For 38 years people called me “pastor,” as well as some other things. “Pastor” means “shepherd,” which often connotes sheep feeding. And while I’m on that, let me elucidate that no one feeds sheep! The proper translation of Jesus’ command to Peter is “tend My sheep.” Guard them while they feed themselves, which is what sheep and shepherds do. Literally, “pasture them!”

Which gets me into the subject of the day: Leadership is not, repeat NOT, the single missing piece in our churches in North America, the part that most often (were it present) would lead to continual, God-blessed growth. And this despite every Conference-supported leadership seminar that has come down the road and been urged upon us. Then, what IS missing?

In a word: “Followership.” Conference administrations love to promote good leadership techniques among the pastors and make this sound critical to success.
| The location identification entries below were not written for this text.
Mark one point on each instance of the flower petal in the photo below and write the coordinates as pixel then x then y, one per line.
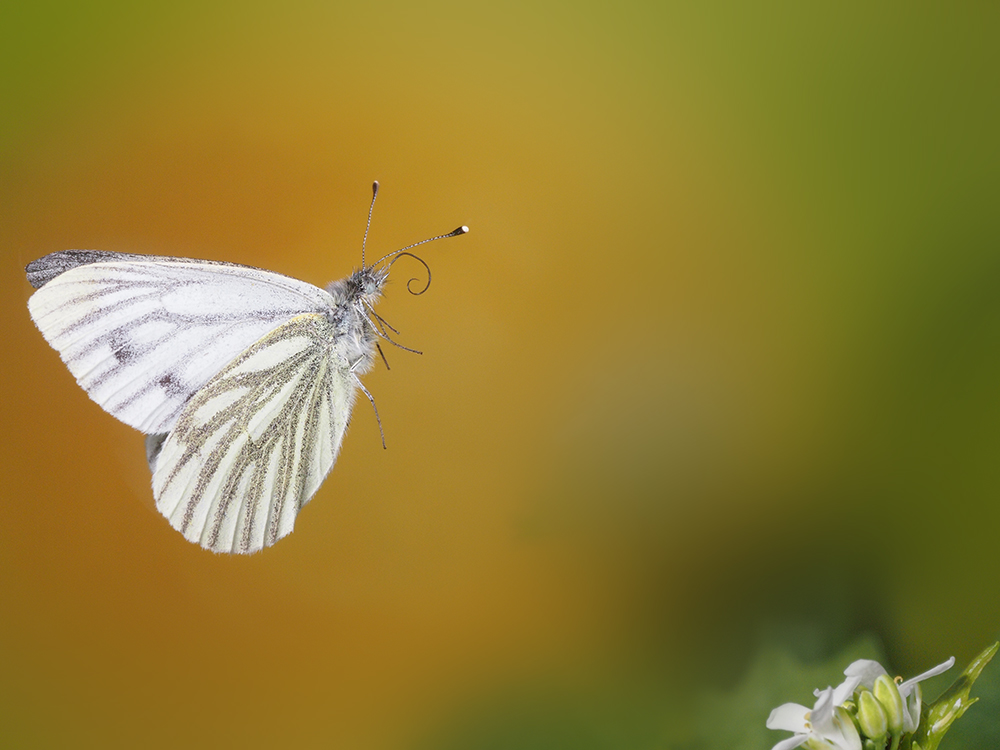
pixel 791 742
pixel 911 708
pixel 821 717
pixel 866 670
pixel 844 690
pixel 789 716
pixel 905 687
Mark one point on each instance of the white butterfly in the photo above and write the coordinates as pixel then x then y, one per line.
pixel 242 379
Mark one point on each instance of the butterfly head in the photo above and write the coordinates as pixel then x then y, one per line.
pixel 363 288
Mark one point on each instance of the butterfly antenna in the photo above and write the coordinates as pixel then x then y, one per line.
pixel 368 225
pixel 453 233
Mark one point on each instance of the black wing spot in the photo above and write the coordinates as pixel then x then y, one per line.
pixel 171 385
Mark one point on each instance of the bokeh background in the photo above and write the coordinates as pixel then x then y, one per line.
pixel 713 384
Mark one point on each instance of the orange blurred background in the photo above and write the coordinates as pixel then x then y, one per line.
pixel 718 364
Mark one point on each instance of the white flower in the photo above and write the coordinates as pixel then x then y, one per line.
pixel 827 726
pixel 865 672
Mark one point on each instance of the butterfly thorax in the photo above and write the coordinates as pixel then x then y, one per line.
pixel 354 297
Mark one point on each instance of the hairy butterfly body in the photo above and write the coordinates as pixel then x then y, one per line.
pixel 242 379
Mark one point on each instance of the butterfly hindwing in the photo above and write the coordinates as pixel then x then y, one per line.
pixel 141 334
pixel 253 445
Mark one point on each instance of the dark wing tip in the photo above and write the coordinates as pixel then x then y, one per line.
pixel 40 272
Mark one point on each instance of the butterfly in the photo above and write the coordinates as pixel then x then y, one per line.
pixel 241 379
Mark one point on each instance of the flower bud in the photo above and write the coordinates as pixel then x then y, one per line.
pixel 888 695
pixel 871 717
pixel 845 723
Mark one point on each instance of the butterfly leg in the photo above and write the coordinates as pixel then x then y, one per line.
pixel 364 390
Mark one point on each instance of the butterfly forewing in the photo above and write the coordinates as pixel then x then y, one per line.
pixel 254 444
pixel 141 336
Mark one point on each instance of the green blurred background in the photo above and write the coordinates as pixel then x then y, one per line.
pixel 716 374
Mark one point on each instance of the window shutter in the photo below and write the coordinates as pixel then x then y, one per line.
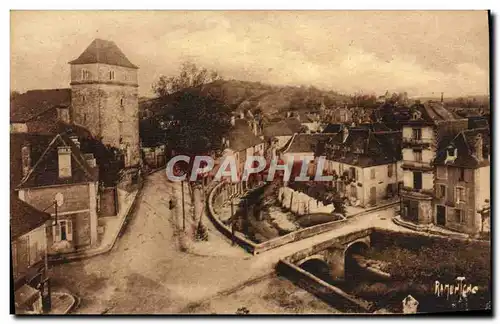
pixel 468 175
pixel 33 252
pixel 56 232
pixel 69 229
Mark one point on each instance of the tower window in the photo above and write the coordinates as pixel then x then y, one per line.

Goals, you simply must have goals! And this is understandable, as pastors are employees, and conferences can’t exactly order congregations around. So perhaps there’s a wish for a trickle down effect or something?

An often-quoted aphorism is “want to know if you’re a leader? Turn around and see if anyone is following!” So, let’s see how that has worked in various Biblical stories. ‘And they all forsake Him and fled.’ Poor leadership? ‘And the dragon drew a third of the stars (angels) away from God.’ Was God having a poor day leading angels?

Let’s see among God’s appointed human leaders. Did they ever want to stone Moses? Or David? How many did Noah attract to his ark-based church plant? And we could go on. What’s missing in all of these examples? Good followership. People and angels have to cooperate with leadership for things to get done.

I, like so many young pastors, came out of college bound and determined to help usher in Pentecost II. But what killed that dream? Laodicean people. And I’m not saying I don’t have my share of that spiritual laziness. But I’ve known many very capable pastors, young and old, who are ready to see the work finished. And when they have presented their plans to their churches often there are yawns and people checking their watches. Want evangelistic meetings where all the church members attend and support this Jesus-directed call to ministry? Then what you want for Christmas is followership!